A farla da padrone, neanche a dirlo, è la crescita del 59% avvenuta in Cina, soprattutto nell’automatizzazione dell’industria manifatturiera. A rinforzo di questi dati, McKinsey & Company rilasciava un report nel 2018 dal titolo The Automation Imperative, affermando che “l’automazione industriale e l’intelligenza artificiale trasformeranno la nostra società in maniera profonda“. Un business che, secondo l’istituto di ricerca Gartner, arriverà nel 2022 a toccare i 2,4 miliardi di dollari.

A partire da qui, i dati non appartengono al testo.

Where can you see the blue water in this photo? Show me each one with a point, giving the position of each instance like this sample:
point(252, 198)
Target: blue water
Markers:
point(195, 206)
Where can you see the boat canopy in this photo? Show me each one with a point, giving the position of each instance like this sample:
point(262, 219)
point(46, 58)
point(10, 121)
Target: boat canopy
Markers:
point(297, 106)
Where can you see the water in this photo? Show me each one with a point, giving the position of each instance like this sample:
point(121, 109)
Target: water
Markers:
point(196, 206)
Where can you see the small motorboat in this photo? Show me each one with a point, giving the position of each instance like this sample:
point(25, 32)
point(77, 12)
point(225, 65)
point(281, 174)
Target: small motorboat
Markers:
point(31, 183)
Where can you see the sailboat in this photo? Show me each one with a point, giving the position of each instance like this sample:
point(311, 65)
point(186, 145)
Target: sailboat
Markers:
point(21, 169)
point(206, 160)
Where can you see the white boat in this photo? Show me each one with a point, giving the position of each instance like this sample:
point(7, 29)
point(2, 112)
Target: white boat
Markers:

Ma già oggi grandi pezzi del nostro tessuto industriale sono dominati dalla robotica
, dove macchine movimentano e mantengono enormi quantità di merci. Dalla manifattura, passando per lo stoccaggio nei magazzini, fino ai centri di elaborazione dati, parliamo di un ecosistema determinante per gli esseri umani, di cui però non ne facciamo sostanzialmente parte. Luoghi in cui il lavoro dell’uomo non è necessario, oppure ritenuto non efficiente; spazi che funzionano al meglio proprio per l’assenza della forza lavoro umana.Per questo, parafrasando con una bagno di modestia l’autore del libro che ho citato all’inizio, si sta profilando forse un cambio di paradigma epocale nella nostra società. E non è detto che la cultura, le istituzioni e le imprese siano pronte ad accogliere il cambiamento. C’è bisogno infatti di cambiare prospettiva, linguaggio, categorie del pensiero solo per riconoscere la natura profonda della trasformazione che noi stessi abbiamo posto in essere. Un nuovo modello sociale tutto da scoprire, di cui stiamo solo intravedendo i contorni.